| Retrieving Data from a Single Table |
The WHERE clause enables you to retrieve only rows from a table that satisfy a condition. WHERE clauses can contain any of the columns in a table, including columns that are not selected.
| Using a Simple WHERE Clause |
The following example uses a WHERE clause to find all countries that are in the continent of Europe and their populations:
proc sql outobs=12; title 'Countries in Europe'; select Name, Population format=comma10. from sql.countries where Continent = 'Europe';
Countries in Europe
Name Population
-----------------------------------------------
Albania 3,407,400
Andorra 64,634
Austria 8,033,746
Belarus 10,508,000
Belgium 10,162,614
Bosnia and Herzegovina 4,697,040
Bulgaria 8,887,111
Channel Islands 146,436
Croatia 4,744,505
Czech Republic 10,511,029
Denmark 5,239,356
England 49,293,170
| Retrieving Rows Based on a Comparison |
You can use comparison operators in a WHERE clause to select different subsets of data.
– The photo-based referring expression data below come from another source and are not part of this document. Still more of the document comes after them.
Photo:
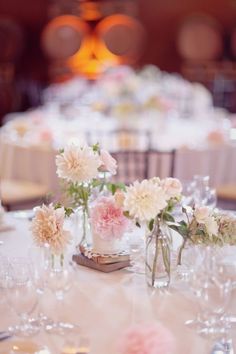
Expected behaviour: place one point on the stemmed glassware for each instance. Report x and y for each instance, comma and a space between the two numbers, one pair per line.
21, 295
136, 244
57, 278
212, 287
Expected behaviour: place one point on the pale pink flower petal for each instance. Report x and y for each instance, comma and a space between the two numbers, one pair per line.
47, 228
107, 219
109, 164
146, 339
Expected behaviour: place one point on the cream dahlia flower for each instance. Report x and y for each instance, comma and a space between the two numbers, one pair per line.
78, 164
204, 216
144, 200
47, 228
172, 187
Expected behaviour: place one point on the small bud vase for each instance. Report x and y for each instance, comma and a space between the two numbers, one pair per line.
158, 260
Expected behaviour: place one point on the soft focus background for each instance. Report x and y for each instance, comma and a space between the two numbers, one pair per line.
195, 38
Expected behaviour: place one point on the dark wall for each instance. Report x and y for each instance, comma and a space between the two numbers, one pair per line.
161, 19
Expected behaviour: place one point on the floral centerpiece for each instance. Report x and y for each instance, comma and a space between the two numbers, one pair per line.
48, 230
205, 226
151, 202
81, 167
108, 224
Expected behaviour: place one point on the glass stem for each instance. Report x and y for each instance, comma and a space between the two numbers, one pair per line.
155, 255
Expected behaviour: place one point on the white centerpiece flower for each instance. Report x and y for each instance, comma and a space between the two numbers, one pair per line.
172, 187
78, 164
144, 200
48, 228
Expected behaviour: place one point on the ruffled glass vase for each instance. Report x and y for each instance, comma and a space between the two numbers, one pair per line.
158, 257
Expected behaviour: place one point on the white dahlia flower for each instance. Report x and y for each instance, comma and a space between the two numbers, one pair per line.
144, 200
78, 164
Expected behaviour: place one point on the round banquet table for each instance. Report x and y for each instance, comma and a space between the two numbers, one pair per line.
30, 141
104, 305
36, 163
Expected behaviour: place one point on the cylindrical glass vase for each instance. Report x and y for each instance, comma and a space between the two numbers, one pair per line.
158, 258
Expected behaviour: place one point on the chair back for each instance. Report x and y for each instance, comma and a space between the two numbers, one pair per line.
132, 165
120, 139
138, 165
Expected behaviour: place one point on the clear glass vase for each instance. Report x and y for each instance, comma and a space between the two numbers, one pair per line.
158, 257
82, 229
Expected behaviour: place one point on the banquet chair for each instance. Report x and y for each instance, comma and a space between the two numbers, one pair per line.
120, 139
226, 196
161, 163
138, 165
19, 194
132, 165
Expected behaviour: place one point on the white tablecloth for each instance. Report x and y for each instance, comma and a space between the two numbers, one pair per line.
37, 164
106, 304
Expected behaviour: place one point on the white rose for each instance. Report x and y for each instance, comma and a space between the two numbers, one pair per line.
202, 214
144, 200
109, 164
78, 164
172, 187
211, 226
The following table lists the comparison operators that you can use:
| Symbol | Mnemonic Equivalent | Definition | Example |
|---|---|---|---|
| = | EQ | equal to | where Name = 'Asia'; |
| ^= or ~= or ¬= or <> | NE | not equal to | where Name ne 'Africa'; |
| > | GT | greater than | where Area > 10000; |
| < | LT | less than | where Depth < 5000; |
| >= | GE | greater than or equal to | where Statehood >= '01jan1860'd; |
| <= | LE | less than or equal to | where Population <= 5000000; |
The following example subsets the SQL.UNITEDSTATES table by including only states with populations greater than 5,000,000 people:
proc sql; title 'States with Populations over 5,000,000'; select Name, Population format=comma10. from sql.unitedstates where Population gt 5000000 order by Population desc;
Retrieving Rows Based on a Comparison
States with Populations over 5,000,000
Name Population
-----------------------------------------------
California 31,518,948
New York 18,377,334
Texas 18,209,994
Florida 13,814,408
Pennsylvania 12,167,566
Illinois 11,813,091
Ohio 11,200,790
Michigan 9,571,318
New Jersey 7,957,196
North Carolina 7,013,950
Georgia 6,985,572
Virginia 6,554,851
Massachusetts 6,071,816
Indiana 5,769,553
Washington 5,307,322
Missouri 5,285,610
Tennessee 5,149,273
Wisconsin 5,087,770
Maryland 5,014,048
| Retrieving Rows That Satisfy Multiple Conditions |
You can use logical, or Boolean, operators to construct a WHERE clause that contains two or more expressions. The following table lists the logical operators that you can use:
| Symbol | Mnemonic Equivalent | Definition | Example |
|---|---|---|---|
| & | AND | specifies that both the previous and following conditions must be true | Continent = 'Asia' and Population > 5000000 |
| ! or | or ¦ | OR | specifies that either the previous or the following condition must be true | Population < 1000000 or Population > 5000000 |
| ^ or ~ or ¬ | NOT | specifies that the following condition must be false | Continent not 'Africa' |
The following example uses two expressions to include only countries that are in Africa and that have a population greater than 20,000,000 people:
proc sql; title 'Countries in Africa with Populations over 20,000,000'; select Name, Population format=comma10. from sql.countries where Continent = 'Africa' and Population gt 20000000 order by Population desc;
Retrieving Rows That Satisfy Multiple Conditions
Countries in Africa with Populations over 20,000,000
Name Population
-----------------------------------------------
Nigeria 99,062,003
Egypt 59,912,259
Ethiopia 59,291,170
South Africa 44,365,873
Congo, Democratic Republic of 43,106,529
Sudan 29,711,229
Morocco 28,841,705
Kenya 28,520,558
Tanzania 28,263,033
Algeria 28,171,132
Uganda 20,055,584
Note: You can use parentheses to improve the readability of WHERE clauses that contain multiple, or compound, expressions, such as the following:
where (Continent = 'Africa' and Population gt 2000000) or (Continent = 'Asia' and Population gt 1000000)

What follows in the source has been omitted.